Monseigneur Laurent Lompo, archevêque de Niamey et président du groupe de travail de la SPI, insiste : « Le dialogue et la communication sont nos meilleurs outils pour la paix. Nous organisons des rencontres communautaires et des forums intergénérationnels pour unir les hommes, les femmes et les jeunes autour des enjeux de sécurité et de stabilité. »

Monseigneur Laurent Lompo, président du groupe de travail de la SPI

Parmi ses priorités, la SPI met l’accent sur le renforcement des capacités des acteurs locaux, l’éducation à la paix, l’emploi des jeunes, l’inclusion sociale et la résilience communautaire. Le forum national organisé à Niamey a permis de formuler des recommandations concrètes pour renforcer le vivre-ensemble et la stabilité dans le pays.

Les leaders religieux, piliers de la paix et de la cohésion sociale

La religion joue un rôle central dans la quête de paix au Niger, où les groupes extrémistes instrumentalisent souvent les croyances pour semer la division. Face à cette menace, des initiatives comme le Comité national de dialogue intra et interreligieux (CDIR) se mobilisent pour contrer les discours de haine et promouvoir la coexistence pacifique.

Vue d'ensemble du forum de Niamey sur la paix et la résilience

Cheikh Barham Aboubacar, coordinateur national du CDIR, explique : « Notre mission est de désamorcer les tensions communautaires causées par des prêches haineux. Nous agissons en amont pour éviter les conflits et protéger les populations. » Le comité déploie des comités locaux de paix, des cellules de proximité et des cellules communales pour renforcer la résilience des communautés et résoudre les litiges, souvent liés à des questions foncières ou religieuses.
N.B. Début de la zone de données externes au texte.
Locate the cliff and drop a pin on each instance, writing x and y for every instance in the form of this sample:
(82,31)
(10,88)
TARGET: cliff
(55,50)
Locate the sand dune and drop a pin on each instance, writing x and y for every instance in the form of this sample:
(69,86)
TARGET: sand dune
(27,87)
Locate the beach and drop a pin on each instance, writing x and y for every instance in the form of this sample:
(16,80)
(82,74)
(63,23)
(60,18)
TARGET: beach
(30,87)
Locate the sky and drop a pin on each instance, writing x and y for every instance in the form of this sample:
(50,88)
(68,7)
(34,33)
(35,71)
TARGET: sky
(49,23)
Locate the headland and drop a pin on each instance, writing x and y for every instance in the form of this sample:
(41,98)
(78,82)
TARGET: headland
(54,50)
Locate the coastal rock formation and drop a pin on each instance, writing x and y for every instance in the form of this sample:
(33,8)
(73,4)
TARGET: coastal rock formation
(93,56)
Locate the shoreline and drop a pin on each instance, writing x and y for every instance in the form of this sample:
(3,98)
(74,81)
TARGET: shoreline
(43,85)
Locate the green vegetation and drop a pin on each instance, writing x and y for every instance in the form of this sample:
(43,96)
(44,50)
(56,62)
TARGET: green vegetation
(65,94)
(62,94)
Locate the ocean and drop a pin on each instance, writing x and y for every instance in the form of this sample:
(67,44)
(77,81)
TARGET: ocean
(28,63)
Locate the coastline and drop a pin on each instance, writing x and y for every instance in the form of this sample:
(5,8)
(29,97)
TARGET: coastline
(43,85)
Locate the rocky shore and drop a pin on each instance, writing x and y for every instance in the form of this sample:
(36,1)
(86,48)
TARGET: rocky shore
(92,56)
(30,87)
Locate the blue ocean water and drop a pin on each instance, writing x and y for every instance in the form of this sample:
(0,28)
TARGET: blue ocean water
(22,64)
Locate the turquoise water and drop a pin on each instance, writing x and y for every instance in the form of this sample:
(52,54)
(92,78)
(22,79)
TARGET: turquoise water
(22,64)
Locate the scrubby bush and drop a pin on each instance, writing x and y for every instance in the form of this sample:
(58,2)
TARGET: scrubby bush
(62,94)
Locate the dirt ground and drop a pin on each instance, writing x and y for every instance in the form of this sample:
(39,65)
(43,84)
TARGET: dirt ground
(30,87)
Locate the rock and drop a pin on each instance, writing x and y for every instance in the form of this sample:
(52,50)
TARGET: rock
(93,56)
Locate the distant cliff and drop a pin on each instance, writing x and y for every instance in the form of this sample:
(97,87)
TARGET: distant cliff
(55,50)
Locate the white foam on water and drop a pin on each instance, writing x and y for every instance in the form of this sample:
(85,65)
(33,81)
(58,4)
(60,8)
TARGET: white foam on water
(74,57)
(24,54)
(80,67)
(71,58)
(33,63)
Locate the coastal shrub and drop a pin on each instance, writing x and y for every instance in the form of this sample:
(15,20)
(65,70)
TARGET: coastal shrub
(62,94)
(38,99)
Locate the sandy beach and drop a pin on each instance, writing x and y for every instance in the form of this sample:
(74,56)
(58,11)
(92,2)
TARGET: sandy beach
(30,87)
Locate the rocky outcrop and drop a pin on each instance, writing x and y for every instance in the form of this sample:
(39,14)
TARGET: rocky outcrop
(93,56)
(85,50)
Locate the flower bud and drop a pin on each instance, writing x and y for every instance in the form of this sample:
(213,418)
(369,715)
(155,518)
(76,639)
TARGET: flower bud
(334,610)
Cheikh Barham Aboubacar, coordinateur national du CDIR

« Le dialogue est notre meilleur rempart contre les conflits, souligne-t-il. Il permet de clarifier les incompréhensions, de favoriser l’entente et de lutter contre les discriminations. » Le CDIR collabore étroitement avec les autorités pour préserver l’unité nationale, même dans un contexte de défis persistants.

Les médias communautaires, alliés indispensables de la paix

En période de crise, les médias, notamment les radios communautaires, deviennent des acteurs stratégiques pour informer, éduquer et unifier les populations. Leur rôle est crucial pour contrer la désinformation, sensibiliser aux risques et promouvoir les valeurs de paix.

Alhassane Mahamane, rédacteur en chef du Studio Kalangou, souligne : « Les radios communautaires sont des médias de proximité qui répondent aux préoccupations des citoyens. Elles éduquent, informent et donnent la parole aux populations pour qu’elles expriment leurs besoins. » Ces canaux, souvent négligés, sont pourtant une richesse pour le développement local et la consolidation de la paix.

Alhassane Mahamane, rédacteur en chef du Studio Kalangou

Les femmes, actrices incontournables de la paix et du développement

Les femmes nigériennes jouent un rôle clé dans la consolidation de la paix, à travers des réseaux associatifs et des initiatives locales. Amina Boukary, coordinatrice du partenariat de l’ONG Femmes, Actions et Développement (FAD), explique : « Les femmes créent des activités génératrices de revenus, éduquent les enfants et renforcent le vivre-ensemble. Pour qu’elles soient pleinement actives, elles ont besoin d’un accompagnement constant : renforcement de leurs capacités, accès à l’éducation et participation aux instances décisionnelles. »

Amina Boukary, coordinatrice de l'ONG FAD

Elle ajoute : « Les femmes représentent la moitié de la population. Leur inclusion dans les mécanismes de paix est essentielle pour répondre à leurs réalités et besoins spécifiques. »

En conclusion, la paix au Niger ne peut être durable sans l’engagement de tous : État, communautés, leaders religieux, médias et femmes. Leur synergie, leur résilience et leur détermination sont les piliers d’un avenir stable et prospère.